10 The claimants had anticipated a large crowd on this evening, it being Christmas Eve. They had provided additional accommodation to house a larger crowd. There is no doubt that they had a duty of care to the patrons on that evening to take reasonable steps to ensure their safety. It was reasonably foreseeable that on such an evening the crowd could be convivial, ebullient and that there could potentially be some violence. They needed to take reasonable steps in relation to that risk. The claimants responded to that risk by engaging additional security guards. There was a finding that those security guards were properly trained and there was no challenge that they were insufficient in number. The finding of his Honour was that those security guards were negligent in the manner in which they managed the particular situation that arose.

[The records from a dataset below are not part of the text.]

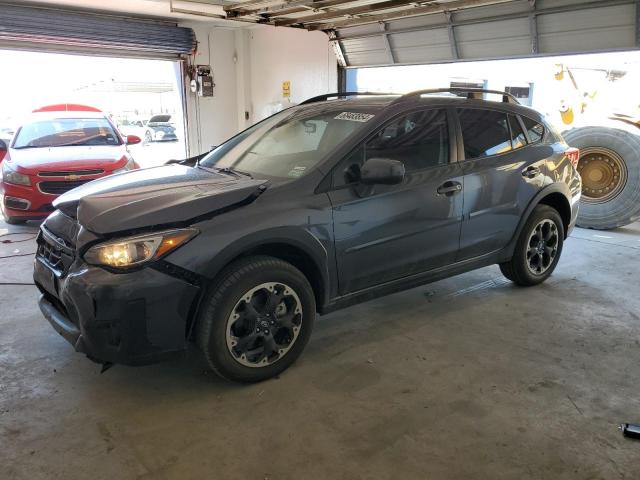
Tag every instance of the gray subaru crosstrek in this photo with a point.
(341, 199)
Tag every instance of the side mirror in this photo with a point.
(133, 139)
(382, 171)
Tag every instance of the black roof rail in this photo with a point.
(506, 97)
(327, 96)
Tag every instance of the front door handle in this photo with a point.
(449, 188)
(531, 172)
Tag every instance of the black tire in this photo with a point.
(517, 269)
(221, 302)
(624, 207)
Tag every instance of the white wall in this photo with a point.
(286, 54)
(249, 65)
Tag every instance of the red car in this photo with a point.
(61, 147)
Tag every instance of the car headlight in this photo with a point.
(11, 176)
(134, 251)
(128, 166)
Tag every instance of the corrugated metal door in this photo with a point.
(55, 30)
(514, 29)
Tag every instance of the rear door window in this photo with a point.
(484, 132)
(517, 135)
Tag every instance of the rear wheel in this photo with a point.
(609, 166)
(538, 248)
(257, 320)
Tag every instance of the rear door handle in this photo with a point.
(531, 172)
(449, 188)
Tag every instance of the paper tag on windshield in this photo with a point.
(355, 117)
(296, 172)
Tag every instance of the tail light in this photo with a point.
(573, 154)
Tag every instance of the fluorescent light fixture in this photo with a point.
(194, 7)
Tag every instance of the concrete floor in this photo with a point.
(465, 378)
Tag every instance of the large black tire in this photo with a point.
(517, 269)
(222, 302)
(624, 207)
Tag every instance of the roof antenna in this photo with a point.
(106, 366)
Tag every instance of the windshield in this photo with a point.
(61, 132)
(288, 144)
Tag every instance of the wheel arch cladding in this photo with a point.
(297, 257)
(559, 202)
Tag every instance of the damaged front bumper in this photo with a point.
(132, 318)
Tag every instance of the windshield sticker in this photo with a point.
(355, 117)
(296, 172)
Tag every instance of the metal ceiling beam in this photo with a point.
(533, 27)
(251, 4)
(334, 41)
(452, 36)
(287, 8)
(496, 18)
(410, 12)
(387, 45)
(374, 7)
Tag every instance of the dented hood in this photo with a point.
(155, 196)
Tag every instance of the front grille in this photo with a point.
(58, 188)
(71, 172)
(54, 252)
(47, 207)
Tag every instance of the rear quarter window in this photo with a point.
(535, 129)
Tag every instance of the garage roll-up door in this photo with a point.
(60, 30)
(505, 30)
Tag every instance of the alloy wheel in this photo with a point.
(542, 247)
(264, 324)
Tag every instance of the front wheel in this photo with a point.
(538, 248)
(257, 319)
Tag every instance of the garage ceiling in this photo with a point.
(35, 27)
(397, 32)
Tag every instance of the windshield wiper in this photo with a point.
(234, 171)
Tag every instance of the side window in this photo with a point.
(418, 139)
(534, 129)
(517, 135)
(484, 132)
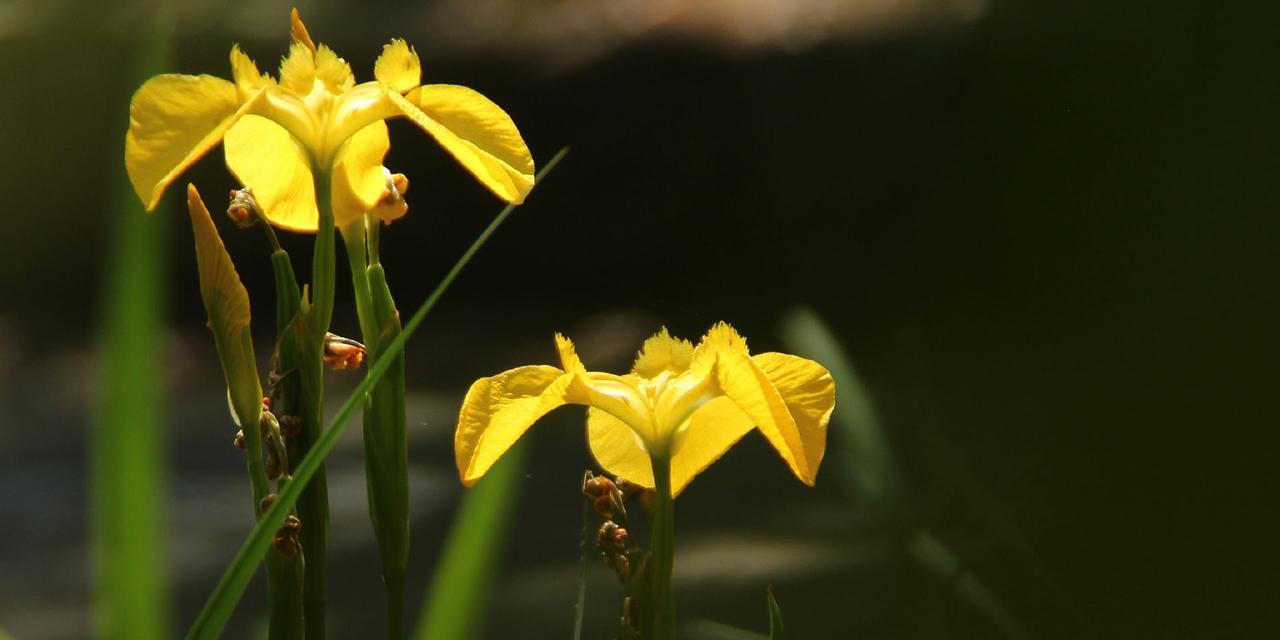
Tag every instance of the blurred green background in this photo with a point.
(1045, 234)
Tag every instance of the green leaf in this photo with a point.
(776, 631)
(131, 592)
(464, 581)
(580, 607)
(219, 606)
(869, 469)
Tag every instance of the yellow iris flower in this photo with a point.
(315, 122)
(684, 403)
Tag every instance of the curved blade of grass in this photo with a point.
(462, 584)
(872, 471)
(580, 607)
(776, 631)
(131, 597)
(219, 606)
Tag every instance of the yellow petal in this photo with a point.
(617, 448)
(359, 178)
(398, 67)
(227, 305)
(298, 31)
(712, 430)
(248, 80)
(809, 394)
(662, 352)
(743, 382)
(266, 158)
(333, 71)
(568, 356)
(476, 132)
(298, 69)
(498, 410)
(173, 122)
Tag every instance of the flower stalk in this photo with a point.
(662, 543)
(384, 423)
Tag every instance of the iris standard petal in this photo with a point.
(245, 72)
(476, 132)
(173, 122)
(809, 393)
(662, 352)
(498, 410)
(268, 159)
(711, 432)
(398, 67)
(743, 382)
(617, 448)
(333, 71)
(298, 31)
(298, 69)
(359, 179)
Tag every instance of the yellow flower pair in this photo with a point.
(684, 403)
(315, 120)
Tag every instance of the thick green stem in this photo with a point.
(662, 545)
(353, 238)
(309, 334)
(385, 448)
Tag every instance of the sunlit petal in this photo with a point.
(616, 396)
(662, 352)
(298, 31)
(743, 382)
(711, 432)
(268, 159)
(568, 356)
(173, 122)
(248, 80)
(298, 69)
(333, 71)
(617, 448)
(398, 67)
(809, 394)
(498, 410)
(359, 178)
(476, 132)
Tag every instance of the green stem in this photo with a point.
(323, 260)
(218, 608)
(662, 545)
(353, 237)
(282, 572)
(314, 502)
(385, 447)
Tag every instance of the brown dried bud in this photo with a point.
(243, 210)
(600, 492)
(287, 536)
(634, 492)
(392, 206)
(289, 425)
(342, 353)
(611, 539)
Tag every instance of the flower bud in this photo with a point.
(342, 353)
(243, 210)
(287, 536)
(392, 205)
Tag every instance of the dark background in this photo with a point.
(1045, 233)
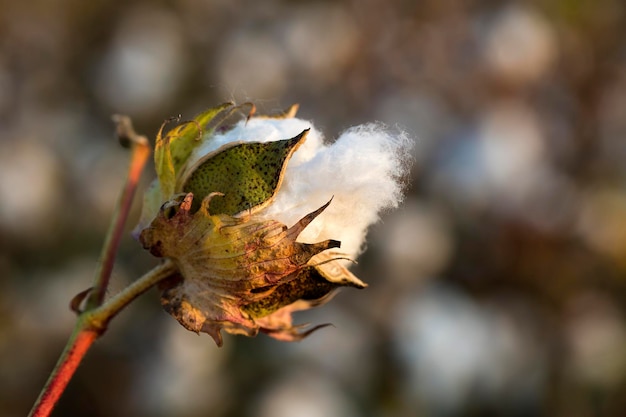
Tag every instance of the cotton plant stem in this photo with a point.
(92, 322)
(89, 326)
(140, 151)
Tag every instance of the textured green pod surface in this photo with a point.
(172, 150)
(248, 174)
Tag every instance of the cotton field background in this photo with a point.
(498, 288)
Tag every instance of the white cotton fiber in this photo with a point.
(362, 171)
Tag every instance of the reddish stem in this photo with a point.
(87, 330)
(139, 156)
(69, 361)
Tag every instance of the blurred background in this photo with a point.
(499, 287)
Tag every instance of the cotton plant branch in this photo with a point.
(230, 212)
(94, 317)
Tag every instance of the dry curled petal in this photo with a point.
(241, 274)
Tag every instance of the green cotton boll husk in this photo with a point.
(364, 171)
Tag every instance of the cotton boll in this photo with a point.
(264, 130)
(361, 171)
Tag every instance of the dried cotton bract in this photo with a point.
(233, 205)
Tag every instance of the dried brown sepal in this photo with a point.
(239, 274)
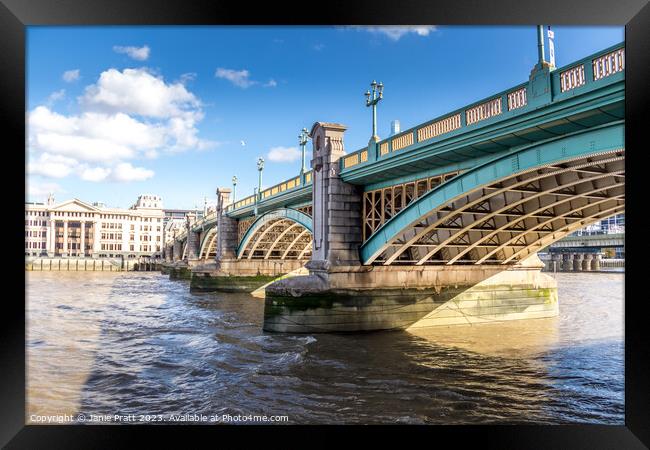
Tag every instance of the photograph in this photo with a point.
(244, 225)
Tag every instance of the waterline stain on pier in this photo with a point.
(138, 343)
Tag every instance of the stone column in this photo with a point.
(556, 261)
(192, 239)
(97, 234)
(83, 239)
(178, 250)
(595, 262)
(227, 232)
(65, 238)
(51, 237)
(577, 262)
(336, 205)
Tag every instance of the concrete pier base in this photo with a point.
(239, 275)
(364, 298)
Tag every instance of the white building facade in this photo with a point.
(78, 229)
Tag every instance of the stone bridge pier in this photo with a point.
(228, 273)
(341, 294)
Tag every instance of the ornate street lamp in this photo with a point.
(260, 168)
(372, 100)
(234, 188)
(302, 140)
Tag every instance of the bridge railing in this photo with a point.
(572, 79)
(288, 185)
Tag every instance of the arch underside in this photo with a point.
(209, 244)
(279, 238)
(505, 221)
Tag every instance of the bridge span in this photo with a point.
(437, 225)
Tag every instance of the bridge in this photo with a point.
(583, 253)
(439, 224)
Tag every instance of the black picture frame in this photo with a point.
(15, 15)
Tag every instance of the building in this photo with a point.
(78, 229)
(614, 224)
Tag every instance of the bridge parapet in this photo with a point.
(593, 72)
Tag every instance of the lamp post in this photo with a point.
(371, 100)
(260, 168)
(302, 140)
(540, 45)
(234, 188)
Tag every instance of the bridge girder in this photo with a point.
(208, 244)
(513, 214)
(281, 234)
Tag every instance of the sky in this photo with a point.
(115, 112)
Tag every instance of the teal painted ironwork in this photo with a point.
(542, 90)
(283, 213)
(556, 150)
(544, 105)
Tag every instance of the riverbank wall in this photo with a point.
(90, 264)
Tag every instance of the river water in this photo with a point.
(137, 344)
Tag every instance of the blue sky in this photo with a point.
(113, 112)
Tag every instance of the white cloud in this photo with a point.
(95, 174)
(396, 32)
(239, 78)
(187, 77)
(126, 172)
(137, 53)
(53, 166)
(35, 189)
(70, 75)
(124, 116)
(284, 154)
(137, 91)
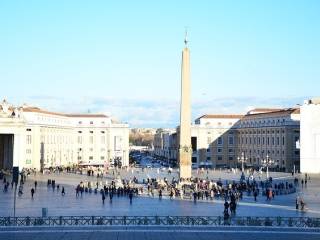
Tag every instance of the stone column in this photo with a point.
(185, 149)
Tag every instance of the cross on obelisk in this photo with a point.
(185, 149)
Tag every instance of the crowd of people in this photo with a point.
(196, 189)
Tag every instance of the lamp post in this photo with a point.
(242, 159)
(267, 162)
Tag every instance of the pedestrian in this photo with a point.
(130, 196)
(195, 197)
(103, 197)
(111, 196)
(32, 192)
(226, 205)
(255, 194)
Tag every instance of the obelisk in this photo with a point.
(185, 149)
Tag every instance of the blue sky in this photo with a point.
(123, 58)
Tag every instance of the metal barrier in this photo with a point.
(304, 222)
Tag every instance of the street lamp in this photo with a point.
(242, 159)
(267, 162)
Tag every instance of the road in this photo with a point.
(141, 233)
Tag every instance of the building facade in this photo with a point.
(270, 134)
(226, 140)
(310, 136)
(34, 138)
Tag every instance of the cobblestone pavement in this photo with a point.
(142, 233)
(91, 204)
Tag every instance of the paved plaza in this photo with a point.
(90, 204)
(141, 233)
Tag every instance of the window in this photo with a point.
(231, 140)
(28, 139)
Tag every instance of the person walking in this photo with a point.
(130, 196)
(32, 192)
(111, 196)
(103, 197)
(255, 194)
(297, 202)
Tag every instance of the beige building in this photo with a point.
(273, 133)
(34, 138)
(214, 140)
(223, 140)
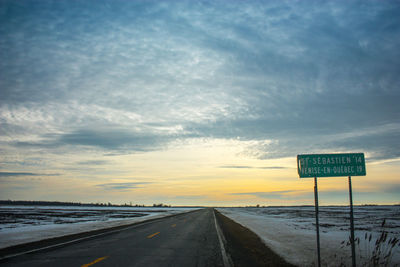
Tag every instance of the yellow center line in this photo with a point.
(94, 262)
(150, 236)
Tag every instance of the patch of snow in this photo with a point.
(42, 225)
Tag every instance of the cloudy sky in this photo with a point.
(197, 102)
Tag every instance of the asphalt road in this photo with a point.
(184, 240)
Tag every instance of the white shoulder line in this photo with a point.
(226, 259)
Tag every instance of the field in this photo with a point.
(290, 232)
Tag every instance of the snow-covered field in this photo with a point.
(23, 224)
(290, 231)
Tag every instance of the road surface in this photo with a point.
(189, 239)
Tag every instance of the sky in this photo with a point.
(197, 102)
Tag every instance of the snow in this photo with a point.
(24, 224)
(290, 231)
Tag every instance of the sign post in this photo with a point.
(332, 165)
(317, 219)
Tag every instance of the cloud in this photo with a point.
(93, 162)
(135, 76)
(107, 139)
(285, 194)
(122, 186)
(251, 167)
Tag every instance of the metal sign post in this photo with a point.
(353, 245)
(332, 165)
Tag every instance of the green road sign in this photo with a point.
(331, 165)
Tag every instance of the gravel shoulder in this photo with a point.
(245, 247)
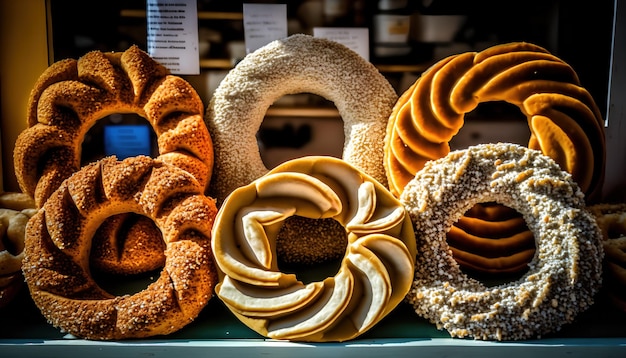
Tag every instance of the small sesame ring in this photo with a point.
(564, 275)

11 When a volatile situation such as this occurs a question of judgment is involved as to how it ought to be dealt with. The security guards gave evidence as to the steps that they took and in particular that, in their judgment, the best response to the situation that developed was to remove the main protagonists. They took those steps and in addition two security guards remained in the precise area where the altercation had occurred. There was no evidence that those security guards who remained were not appropriately controlling what continued to go on. There was also evidence that there were two other security guards a short distance away possibly no more than about ten metres.

12 In my opinion, there was no evidence that the security guards acted negligently in the manner in which they controlled the situation which developed. It was not negligent in my opinion for them to have failed to observe that one of the patrons who had not hitherto been observed acting in any violent way, or otherwise misconducting himself in any way, would, without provocation, do what he did in taking a swing with a glass in his hand. Having regard to his Honour’s finding that there was nothing to indicate that the assailant was likely to do what he in fact did, there is no basis for his Honour’s finding of what in effect amounts to a casual act of negligence on behalf of the security personnel. For those reasons I would reject that aspect of breach found by his Honour.

13 His Honour independently found that the claimants should have used only plastic glasses in this area on this particular night. There was evidence before his Honour that the use of plastic glasses was a response that could have been taken in an attempt to minimise the risk of assault in this temporary area. That was the evidence of Mr Harris who was a security expert called on behalf of the opponent.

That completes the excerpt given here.